Il cinema che non conosci si propone di aiutare a far scoprire quei film “minori” che, per budget o per scelte tematiche, rimangono un po’ nell’ombra mentre meriterebbero di avere spinte promozionali più significative e impulso distributivo più ampio e convinto. Come Manuel di Dario Albertini, in questi giorni al Cinemino di Milano . A seguire la recensione del film.
Manuel ha diciotto anni. Ma non è come gli altri ragazzi della sua età. Lui è più maturo. Lo dice lui stesso, nel film, all’assistente sociale che lo interroga per assicurarsi che Manuel possa prendersi cura della madre agli arresti domiciliari. E Manuel è pronto, sì, non ha il minimo dubbio nell’accettare la responsabilità a cui va incontro.
Manuel ha diciotto anni. Ma non è come gli altri ragazzi della sua età. Manuel è responsabile. Lo è di se stesso, perché è cresciuto da solo in una casa-famiglia. Lo è nei confronti dei più piccoli. Perché, nell’istituto, preferisce occuparsi dei bambini, leggere loro le favole, piuttosto che passare le serate davanti alla tv. Lo è nei confronti dei più bisognosi. Perché se vede Frankino, che non conosce, ma che chiaramente è in difficoltà, corre ad aiutarlo. Non importa quello che sta facendo, molla tutto e corre. Prima ci sono gli altri. Non importa se un vecchio amico gli propone un lavoro redditizio lontano da casa. Prima c’è sua madre. Che ha bisogno di essere accudita. Due anni di arresti da passare con Manuel che è l’unica sua possibilità. Anzi no, meglio, è suo figlio.
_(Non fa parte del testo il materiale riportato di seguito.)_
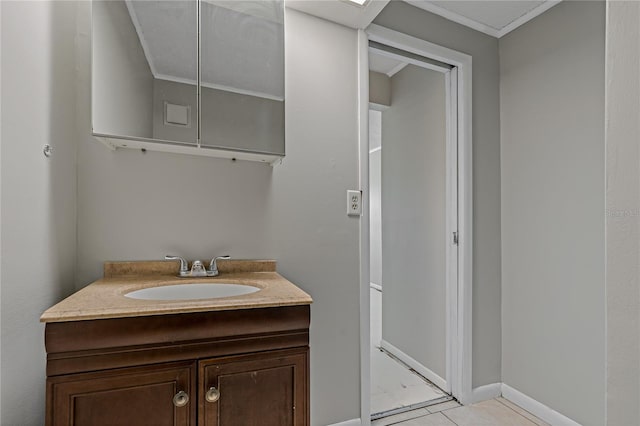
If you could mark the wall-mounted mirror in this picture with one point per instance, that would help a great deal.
(157, 86)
Manuel ha diciotto anni ma non è come gli altri ragazzi della sua età. Gli altri diciottenni sono figli. Lui è già padre. Non biologicamente, certo. Manuel, però, con grande senso di paternità, accudisce, cura, lenisce. Mette gli altri davanti a sé. Manuel sacrifica la sua libertà. Anzi, forse, la usa nel modo migliore, più autentico e profondo. La usa per costruire quel bene che è anche verità. La usa fuori e dentro l’istituto. Inconsciamente, o forse no, vive per qualcosa di più grande. Manuel non è un eroe e questa non è una favola. È la realtà trasformata da Dario Albertini, il regista, in racconto cinematografico per essere conosciuta da tutti. Per trasportarci a Roma, in quell’istituto dove Manuel è cresciuto veramente e con la sua parlata romana, la sua testa dura e il suo sguardo pieno di dolore e di speranza, ha avuto il coraggio di andare contro corrente e di dare tutto per una madre che a lui non ha dato nulla. Anzi no, Manuel mi corregge, gli ha dato la vita. E questo dono, che ora può essere ridonato, vale il sacrificio. Che forse non è altro che il senso ultimo e più pieno della vita.